The Greek Parliament Enacts Debated Workplace Legislation Permitting 13-Hour Working Days in Specific Cases
Government Building
The Greek legislature has given the green light a hotly debated labor reform that enables extended-length work shifts, despite strong opposition and countrywide strike actions.
Government officials claimed the law will update Greek work laws, but opposition figures from the left-wing faction labeled it as a "harmful law."
Key Provisions of the Recently Passed Labor Law
Under the freshly approved legislation, annual overtime is also at one hundred and fifty hours, while the standard forty-hour workweek stays unchanged.
The government maintains that the extended shift is elective, only applies to the business sector, and can only be used for up to 37 days each year.
Parliamentary Backing and Resistance
The recent ballot was backed by MPs from the ruling centre-right party, with the moderate party – currently the main opposition – rejecting the bill, while the left-wing group did not vote.
Worker organizations have staged two general strikes demanding the law's repeal this month that halted transportation and services to a stop.
Official Defense and Employee Safeguards
The Labor Minister defended the bill, claiming the reforms align national legislation with current labor-market realities, and accused critics of misleading the citizens.
These regulations will provide workers the choice to take on extra work with the same employer for 40% higher pay, while ensuring they will not be dismissed for declining extra hours.
This complies with European Union labor rules, which cap the mean week to 48 hours including overtime but permit flexibility over 12 months, as stated by the government.
Critical Viewpoints and Union Responses
However, opposition parties have charged the government of weakening workers' rights and "driving the nation back to a labor middle age." They say Greek workers already work longer hours than the majority of EU citizens while receiving lower pay and still "face financial difficulties."
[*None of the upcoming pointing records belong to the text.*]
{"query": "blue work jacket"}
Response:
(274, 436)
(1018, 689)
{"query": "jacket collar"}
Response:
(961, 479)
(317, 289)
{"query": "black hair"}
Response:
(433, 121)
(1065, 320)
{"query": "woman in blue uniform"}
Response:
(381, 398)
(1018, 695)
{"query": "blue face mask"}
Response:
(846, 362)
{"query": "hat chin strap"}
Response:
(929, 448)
A major labor organization said flexible working hours in practice mean "the abolition of the eight-hour day, the destruction of personal time and the legalisation of excessive labor."
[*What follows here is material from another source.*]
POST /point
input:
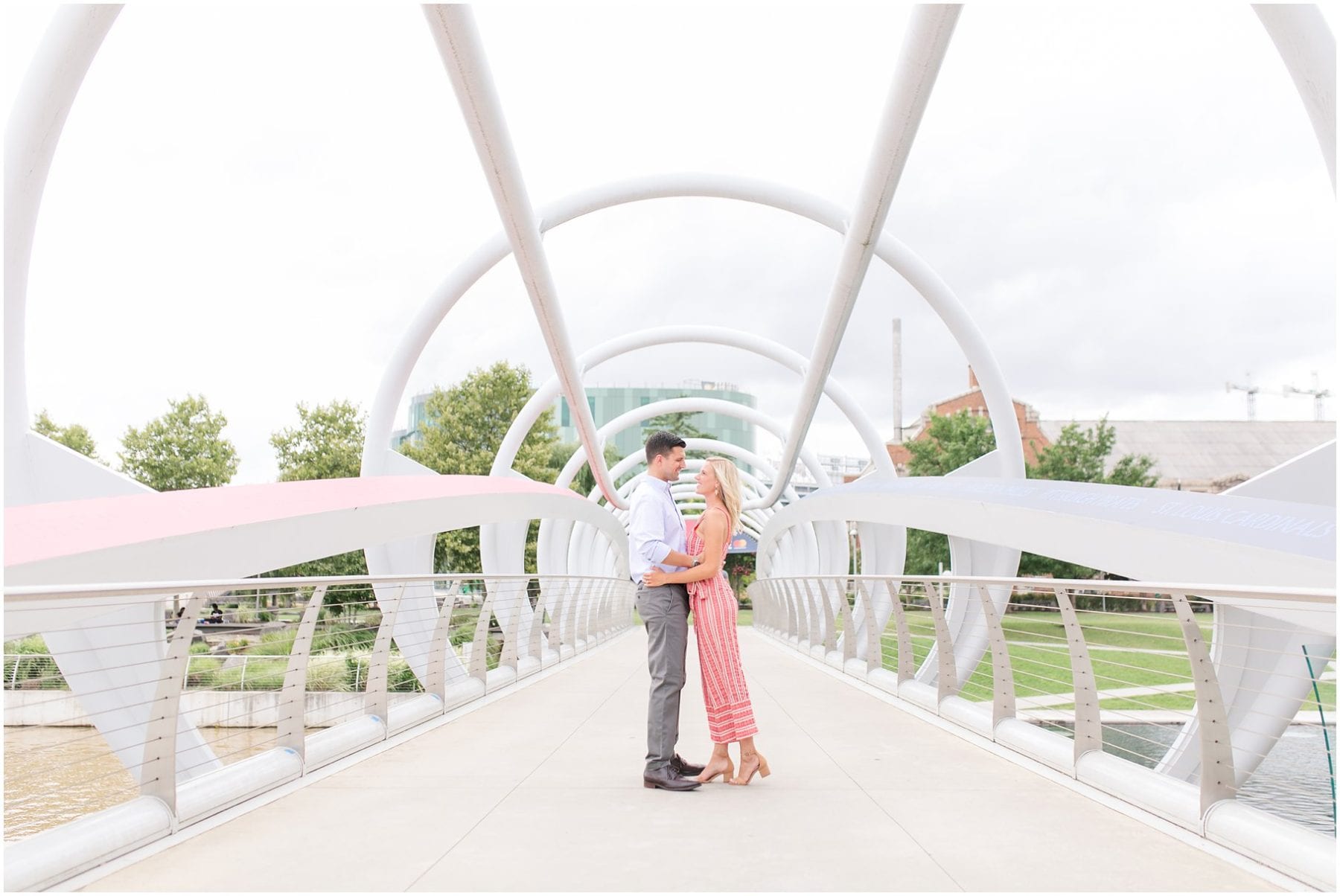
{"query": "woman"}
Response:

Recent Workplace Changes and Financial Context
Last year, Greece enacted a six-day work schedule for specific industries in a attempt to stimulate the economy.
New legislation, which started at the start of the summer, allow employees to labor up to 48 hours in a workweek as instead of 40.
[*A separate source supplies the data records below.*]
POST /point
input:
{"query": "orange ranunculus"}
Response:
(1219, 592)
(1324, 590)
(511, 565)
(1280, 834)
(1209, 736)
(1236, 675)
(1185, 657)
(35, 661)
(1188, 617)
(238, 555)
European Work Data and National Financial Indicators
- Across the European Union in the previous year, the highest working weeks were recorded in Greece (39.8 hours), followed by Bulgaria, Poland and Romania.
- The lowest work hours in the bloc is in the Netherlands (32.1), according to Eurostat.
- Starting this year, Greece's official minimum wage was €968 a month, placing it in the lower tier among European nations.
- Unemployment, which had peaked at twenty-eight percent during the economic downturn, was 8.1% in August compared with an European mean of 5.9%, data from the statistical office indicate.
- Greece is recovering since its decade-long debt crisis, which concluded in recent years, but salaries and living standards continue to be among the lowest in the European Union.